Thursday, 7 April 2016

Weigh Proton issues based on comprehensive analysis


International Trade and Industry Minister Datuk Seri Mustapa Mohamed recent statement on Proton's performance received diverse reactions from the public. Within 48 hours, the statement generated close to 150 spin-off articles and more than 1,500 comments through the printed, electronics and social media.
Malaysia Automotive Institute's analysis on the comment's found that 38 per cent reacted to the minister's statement positively, while another 50 per cent would like to see the issues be discussed deeper and solution be identified.
In 2001, Proton controlled 53 per cent of the domestic market share, with around 240,000 units sold locally. Proton's domination declined year after year, posting a 14 per cent market share and 103,000 units sold last year.
Throughout the years, numerous polemics have been seen on the proton issues, on social media, online news portal and other sources. This issue needs to be confronted objectively based on a comprehensive analysis on the impact of Proton's sustainability.
The first issues of importance is the aspect of employment, should Proton's problems persist. More than 60,000 employees will be directly affected and 130,000 more indirectly affected. This issue is exacerbated by the current economic climate which makes re-employment a huge challenge.
At the same time, Proton has generated an industrial ecosystem that provides Malaysians with the opportunities to explore jobs and business of high technology. This is a leap from the agricultural and mining activities that Malaysia was involved in previously.
The second issues is the business ecosystem created by Proton. Since its operations began, Proton's supply chain comprises more than 500 businesses, distributors, dealers and workshops.
Last year alone, the automotive industry contributed around RM30 billion gross domestic product (GDP).
The third issues is the true added value of the automotive sector - research and development (R&D) covering design, engineering and testing. The automotive sector also places Malaysians in the main scientific roles covering materials, electic and electronics, mechanical engineering as well as chemistry.
The outcomes of these value-added activities will produce many positive spin-offs, especially in the transport industry. The advances in R&D can create news modes of mobility which are more dynamic, environmentally friendly, comfortable and are built with better safety features.
Realising the importance of the automotive industry, many governments around the world have assisted their domestic industries, especially during difficult times.
A prime example of assistance was the General Motors (GM) bailout by the government of the United States.
In 2009, GM went through a sales decline of 45 per cent from the previous year, with debts amounting to US$93billions (RM365.7billions).

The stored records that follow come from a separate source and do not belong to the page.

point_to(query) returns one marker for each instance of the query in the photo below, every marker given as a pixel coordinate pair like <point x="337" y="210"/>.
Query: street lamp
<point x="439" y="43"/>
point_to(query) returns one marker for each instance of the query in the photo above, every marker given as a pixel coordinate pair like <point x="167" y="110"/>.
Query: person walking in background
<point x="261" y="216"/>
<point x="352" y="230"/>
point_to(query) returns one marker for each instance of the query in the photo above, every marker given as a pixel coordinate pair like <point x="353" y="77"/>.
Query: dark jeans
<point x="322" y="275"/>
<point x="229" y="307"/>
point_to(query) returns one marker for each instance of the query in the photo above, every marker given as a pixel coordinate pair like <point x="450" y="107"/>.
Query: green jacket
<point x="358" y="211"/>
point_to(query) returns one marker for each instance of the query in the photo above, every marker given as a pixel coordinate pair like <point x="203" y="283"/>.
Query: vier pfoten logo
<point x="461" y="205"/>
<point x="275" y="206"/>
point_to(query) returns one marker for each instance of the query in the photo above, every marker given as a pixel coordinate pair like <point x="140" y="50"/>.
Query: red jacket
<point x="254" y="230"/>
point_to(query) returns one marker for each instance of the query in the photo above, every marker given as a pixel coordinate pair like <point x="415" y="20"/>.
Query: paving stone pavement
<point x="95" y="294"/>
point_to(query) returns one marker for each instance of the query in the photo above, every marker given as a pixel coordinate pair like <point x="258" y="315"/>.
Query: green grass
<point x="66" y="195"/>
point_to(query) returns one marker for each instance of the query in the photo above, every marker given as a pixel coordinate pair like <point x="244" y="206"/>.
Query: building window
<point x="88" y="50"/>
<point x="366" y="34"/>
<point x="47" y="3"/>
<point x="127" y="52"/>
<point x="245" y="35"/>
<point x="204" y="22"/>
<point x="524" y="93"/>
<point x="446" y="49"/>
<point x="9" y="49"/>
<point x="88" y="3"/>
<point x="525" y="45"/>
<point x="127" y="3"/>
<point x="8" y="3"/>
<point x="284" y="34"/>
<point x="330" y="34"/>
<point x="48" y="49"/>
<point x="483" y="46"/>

The company requested assistance from Obama administration as its cash flow could only sustain six to nine months of operations. At the time, 1.2 million workers would have been directly or indirectly affected by GM's collapse.
The US government injected a total of US$50 billion into GM, on condition that the company declared bankruptcy and surrender a majority equity to the government.
The restructuring of GM began with the closure of several production facilities, reduction of dealership outlets and manpower rationalisation. The restructuring resulted in a debt reduction of US$17 billion in three months.
Malaysia National Automotive Policy 2014 (NAP2014) was developed to ensure that the entire automotive ecosystem is strengthened by 2020.
Proton needs to restructure its business model in line with the NAP2014 to contributed to a bigger imperative of the Malaysian economy and enable more Malaysians to be part of this high technology industry.